Espacio de opinión de Tenerife Ahora
Acto de fe
La cuarta acepción en el Diccionario de la Real Academia de la Lengua Española sobre la palabra talento es la de “moneda de cuenta de los griegos y de los romanos”. Traemos a colación esta definición no por la relación que hay entre la destreza y el valor, sino por la mera existencia de una unidad de cuenta que se forjó necesaria para simplificar, a la vez que incrementar, el número de intercambios de bienes y servicios, con o sin naturaleza comercial, que se han llevado, se llevan y se llevarán a lo largo y ancho del mundo.

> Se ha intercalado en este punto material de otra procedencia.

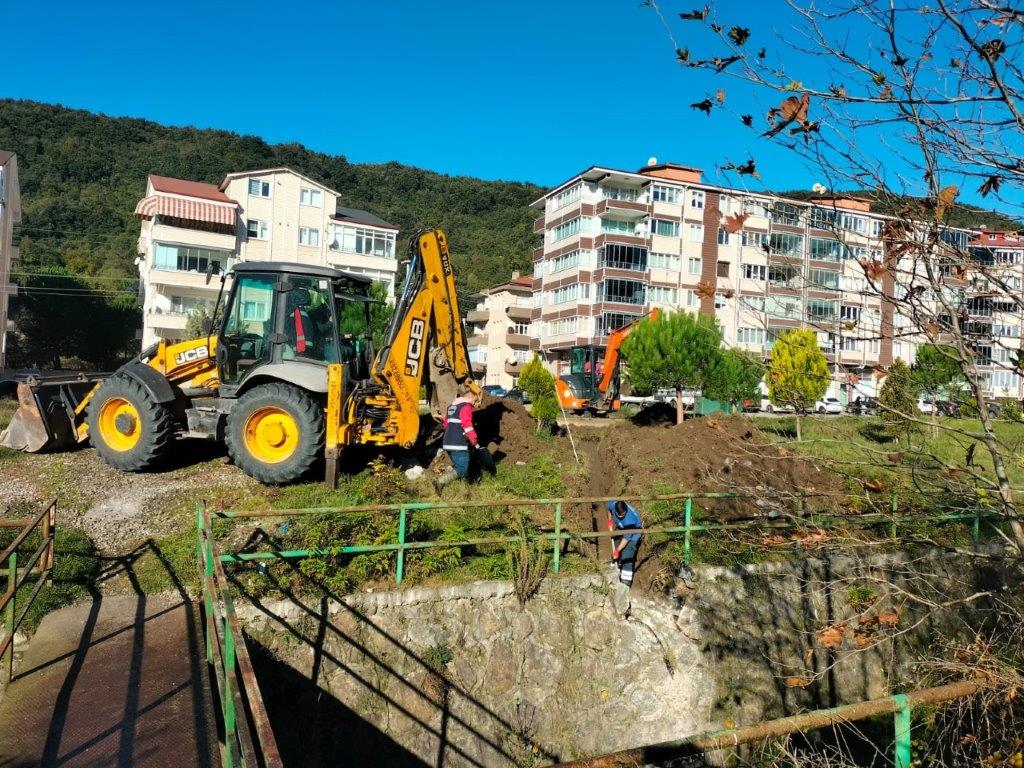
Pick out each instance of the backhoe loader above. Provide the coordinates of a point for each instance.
(288, 378)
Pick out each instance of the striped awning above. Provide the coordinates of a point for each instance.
(189, 210)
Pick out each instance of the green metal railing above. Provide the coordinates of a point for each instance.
(558, 537)
(247, 738)
(39, 563)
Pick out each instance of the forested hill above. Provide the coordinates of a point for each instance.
(82, 174)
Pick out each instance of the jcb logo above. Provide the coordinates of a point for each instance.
(190, 355)
(415, 348)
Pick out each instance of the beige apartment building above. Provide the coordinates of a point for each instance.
(268, 215)
(500, 332)
(10, 214)
(617, 244)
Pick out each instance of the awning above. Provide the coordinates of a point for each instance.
(190, 210)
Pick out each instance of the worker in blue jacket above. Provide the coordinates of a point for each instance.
(624, 548)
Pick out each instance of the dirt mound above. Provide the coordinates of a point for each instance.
(717, 455)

Pero no se entiende el dinero sin comprender el trueque. Este surge a partir de la especialización y del excedente, porque la primera condición para que exista intercambio es la capacidad de producir remanentes, al no ser necesario su consumo, pero sí pensar que puede ser necesario para adquirir otro tipo de bienes a modo de intercambio porque las economías de subsistencia solo permiten eso, la subsistencia. Es la posibilidad de almacenamiento lo que permite el comercio. Ahora bien, habría que ponerse de acuerdo respecto al valor de cada uno de los bienes y servicios para establecer un intercambio justo que deje a ambas partes satisfechas. Incluso con la incorporación de la plusvalía como margen corrector de las diferencias.

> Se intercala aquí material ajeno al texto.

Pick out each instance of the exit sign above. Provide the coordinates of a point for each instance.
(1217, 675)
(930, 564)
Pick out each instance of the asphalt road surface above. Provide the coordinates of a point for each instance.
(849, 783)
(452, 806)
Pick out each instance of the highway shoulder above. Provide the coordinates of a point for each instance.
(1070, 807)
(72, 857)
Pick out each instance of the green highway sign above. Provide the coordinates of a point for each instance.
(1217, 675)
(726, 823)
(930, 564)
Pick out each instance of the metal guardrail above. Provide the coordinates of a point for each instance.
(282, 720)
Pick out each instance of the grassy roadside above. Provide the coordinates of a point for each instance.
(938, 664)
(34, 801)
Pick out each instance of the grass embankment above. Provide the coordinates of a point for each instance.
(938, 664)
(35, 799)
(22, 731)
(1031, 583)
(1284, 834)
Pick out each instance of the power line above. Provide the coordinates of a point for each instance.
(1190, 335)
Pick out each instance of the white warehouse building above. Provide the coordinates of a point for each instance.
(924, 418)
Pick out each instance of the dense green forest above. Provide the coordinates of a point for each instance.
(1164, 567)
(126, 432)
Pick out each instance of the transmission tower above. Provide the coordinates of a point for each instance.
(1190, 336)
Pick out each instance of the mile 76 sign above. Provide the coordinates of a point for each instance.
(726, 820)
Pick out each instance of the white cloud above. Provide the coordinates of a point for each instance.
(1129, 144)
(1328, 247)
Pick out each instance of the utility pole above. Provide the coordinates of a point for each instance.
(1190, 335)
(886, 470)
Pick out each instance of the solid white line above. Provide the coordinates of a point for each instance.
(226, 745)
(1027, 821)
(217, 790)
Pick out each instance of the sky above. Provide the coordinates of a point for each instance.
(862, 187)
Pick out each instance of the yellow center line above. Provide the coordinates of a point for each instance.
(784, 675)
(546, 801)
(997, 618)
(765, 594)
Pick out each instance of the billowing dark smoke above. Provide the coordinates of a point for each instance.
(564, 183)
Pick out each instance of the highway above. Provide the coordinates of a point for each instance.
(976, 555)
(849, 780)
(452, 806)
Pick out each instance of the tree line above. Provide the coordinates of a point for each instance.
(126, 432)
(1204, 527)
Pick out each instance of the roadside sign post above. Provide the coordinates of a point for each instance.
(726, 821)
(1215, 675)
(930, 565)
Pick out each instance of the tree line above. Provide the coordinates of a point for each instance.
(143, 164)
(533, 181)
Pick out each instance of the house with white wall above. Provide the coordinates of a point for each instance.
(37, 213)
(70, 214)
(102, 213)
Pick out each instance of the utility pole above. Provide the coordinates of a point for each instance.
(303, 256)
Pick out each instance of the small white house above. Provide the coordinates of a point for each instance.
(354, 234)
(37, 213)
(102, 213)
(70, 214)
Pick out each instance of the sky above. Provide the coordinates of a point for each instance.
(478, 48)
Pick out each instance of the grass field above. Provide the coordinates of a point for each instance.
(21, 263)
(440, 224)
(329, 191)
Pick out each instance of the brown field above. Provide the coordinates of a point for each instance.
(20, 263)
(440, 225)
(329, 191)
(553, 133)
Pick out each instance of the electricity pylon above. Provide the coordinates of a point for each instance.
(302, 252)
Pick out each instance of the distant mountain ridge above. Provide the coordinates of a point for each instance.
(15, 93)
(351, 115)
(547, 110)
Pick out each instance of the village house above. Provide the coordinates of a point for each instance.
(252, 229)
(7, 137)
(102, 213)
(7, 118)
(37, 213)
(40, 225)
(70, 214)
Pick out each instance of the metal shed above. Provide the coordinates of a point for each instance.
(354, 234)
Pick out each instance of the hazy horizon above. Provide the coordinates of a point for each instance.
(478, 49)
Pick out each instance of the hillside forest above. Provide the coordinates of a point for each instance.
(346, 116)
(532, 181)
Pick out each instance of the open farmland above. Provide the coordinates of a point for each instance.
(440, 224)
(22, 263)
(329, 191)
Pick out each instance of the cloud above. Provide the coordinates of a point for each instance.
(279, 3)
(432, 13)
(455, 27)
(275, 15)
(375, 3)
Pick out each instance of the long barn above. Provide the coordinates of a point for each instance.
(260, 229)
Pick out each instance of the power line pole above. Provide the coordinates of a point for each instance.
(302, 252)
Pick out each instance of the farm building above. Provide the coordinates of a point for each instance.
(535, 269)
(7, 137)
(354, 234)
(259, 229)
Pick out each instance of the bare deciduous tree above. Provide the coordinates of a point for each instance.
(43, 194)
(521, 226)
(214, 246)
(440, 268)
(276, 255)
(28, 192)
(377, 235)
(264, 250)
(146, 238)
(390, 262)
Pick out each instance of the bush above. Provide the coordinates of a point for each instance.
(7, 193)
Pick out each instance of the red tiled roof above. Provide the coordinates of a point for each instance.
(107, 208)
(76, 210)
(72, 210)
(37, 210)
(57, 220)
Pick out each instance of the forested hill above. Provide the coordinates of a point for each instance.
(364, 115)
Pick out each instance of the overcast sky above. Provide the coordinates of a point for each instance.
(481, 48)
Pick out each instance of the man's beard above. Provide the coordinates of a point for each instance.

Con el transcurso de la historia, las sociedades ganan en complejidad y, con ellas, las actividades productivas, lo que origina una progresiva división del trabajo. Menudo lío estar referenciando cada bien o servicio sobre el resto de bienes y servicios, de ahí que la sociedad tuvo que crear un instrumento que permitiera homogeneizar todos los intercambios. Además, no siempre la otra parte necesita aquello de lo que tienes como excedentario. De esa forma se pudieron establecer intercambios cruzados entre cada vez más partes. Ya no solo eran acuerdos bilaterales, sino multilaterales.
Para ello se debiera crear algo que fuera aceptado por prácticamente todas las partes, que fuera un objeto resistente al tiempo, que pudiera ser transportado con cierta facilidad y que exigiera un respaldo en valor. Con anterioridad a la existencia del dinero en sí, se utilizaron determinados tipos de metales como medio de cambio. Incluso las monedas denominadas de curso legal terminaron por tener un respaldo en valor sobre metales preciosos en cada una de las autoridades monetarias, algo que terminó por caer, con la consabida suspensión de la convertibilidad de las monedas en oro, convirtiendo al dinero como un acto de fe sin más sostén que la confianza.

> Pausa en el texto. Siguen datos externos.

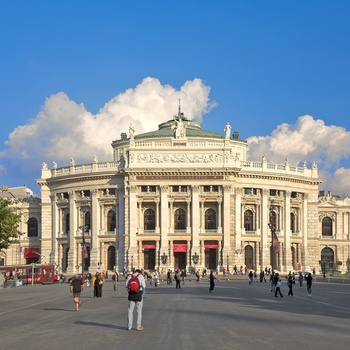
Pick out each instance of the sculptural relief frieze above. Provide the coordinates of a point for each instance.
(179, 158)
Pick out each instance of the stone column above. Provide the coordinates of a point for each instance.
(287, 258)
(164, 223)
(304, 234)
(72, 257)
(219, 228)
(132, 223)
(238, 215)
(195, 219)
(225, 218)
(95, 210)
(53, 258)
(265, 231)
(121, 208)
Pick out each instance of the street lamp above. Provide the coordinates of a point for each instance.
(272, 227)
(195, 258)
(84, 253)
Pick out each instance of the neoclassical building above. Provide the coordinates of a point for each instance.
(181, 196)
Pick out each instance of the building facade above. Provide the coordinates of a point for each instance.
(182, 197)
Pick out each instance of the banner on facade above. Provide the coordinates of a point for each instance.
(210, 246)
(180, 247)
(30, 253)
(275, 244)
(148, 246)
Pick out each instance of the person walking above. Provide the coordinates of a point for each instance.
(278, 288)
(250, 277)
(98, 283)
(183, 276)
(76, 287)
(178, 279)
(212, 279)
(309, 284)
(290, 282)
(136, 286)
(300, 279)
(115, 280)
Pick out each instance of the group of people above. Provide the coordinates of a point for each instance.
(276, 283)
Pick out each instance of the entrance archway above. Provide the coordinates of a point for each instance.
(110, 258)
(327, 260)
(211, 254)
(149, 255)
(249, 257)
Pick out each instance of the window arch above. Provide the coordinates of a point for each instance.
(111, 222)
(327, 226)
(32, 227)
(248, 220)
(273, 219)
(87, 223)
(149, 218)
(210, 219)
(180, 219)
(67, 224)
(293, 222)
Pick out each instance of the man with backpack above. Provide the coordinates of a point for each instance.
(136, 286)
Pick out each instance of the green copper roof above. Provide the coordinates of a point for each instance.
(168, 132)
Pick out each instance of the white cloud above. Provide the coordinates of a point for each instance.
(64, 129)
(311, 140)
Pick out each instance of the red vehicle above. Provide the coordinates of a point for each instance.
(77, 276)
(38, 274)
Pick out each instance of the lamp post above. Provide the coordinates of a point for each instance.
(272, 227)
(83, 245)
(195, 258)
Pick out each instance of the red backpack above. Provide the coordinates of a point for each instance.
(134, 283)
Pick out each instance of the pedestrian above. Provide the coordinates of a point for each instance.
(135, 298)
(273, 280)
(278, 288)
(212, 279)
(309, 284)
(290, 282)
(76, 287)
(115, 280)
(301, 279)
(89, 277)
(183, 276)
(98, 283)
(178, 279)
(198, 275)
(250, 277)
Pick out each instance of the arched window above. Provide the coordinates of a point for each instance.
(273, 219)
(327, 226)
(210, 219)
(87, 223)
(111, 222)
(249, 256)
(293, 226)
(149, 218)
(180, 219)
(32, 227)
(67, 223)
(248, 220)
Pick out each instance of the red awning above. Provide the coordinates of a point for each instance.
(180, 247)
(29, 253)
(211, 246)
(148, 246)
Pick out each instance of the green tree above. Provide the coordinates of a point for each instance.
(9, 222)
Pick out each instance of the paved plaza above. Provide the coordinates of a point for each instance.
(235, 316)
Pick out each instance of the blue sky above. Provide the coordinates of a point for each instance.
(74, 74)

Sobre este aspecto, surge el ecosistema de las monedas virtuales, que tiene en vilo a todas las organizaciones, ya sean de naturaleza financiera, meramente administrativa o reguladora. Las criptomonedas son monedas digitales descentralizadas de un poder o región en concreto, donde su sustento, como dinero que pretende ser, se basa en la confianza telemática. Hay varias (bitcoin, ethereum, ripple, litecoin...) y se diferencian en el coste y tecnología que las sustentan. Aun así, todas las criptomonedas juntas solo constituyen apenas, y a día de hoy, el 0,2% del dinero en circulación. Pero, si siempre se colocan como ventajas su coste y privacidad, la volatilidad e insuficiente protección corrigen la efervescencia de su demanda.
En fin, no consiste en que las transacciones y especulaciones transcurren con normalidad porque un poder sobrenatural evita los males que nos acechan. Hay organismos reguladores equipados de personas. El acto de fe que llevamos a cabo con la tenencia y uso del dinero consiste en generar la confianza necesaria para arbitrar reglas comunes que ofrezcan un perfecto entendimiento porque, sobre los medios de pago, se puede ser más o menos adverso al riesgo, se puede tener más o menos información, pero recuerden que nadie da, como se dice ahora, euros a noventa céntimos. Y si no se dice, también vale.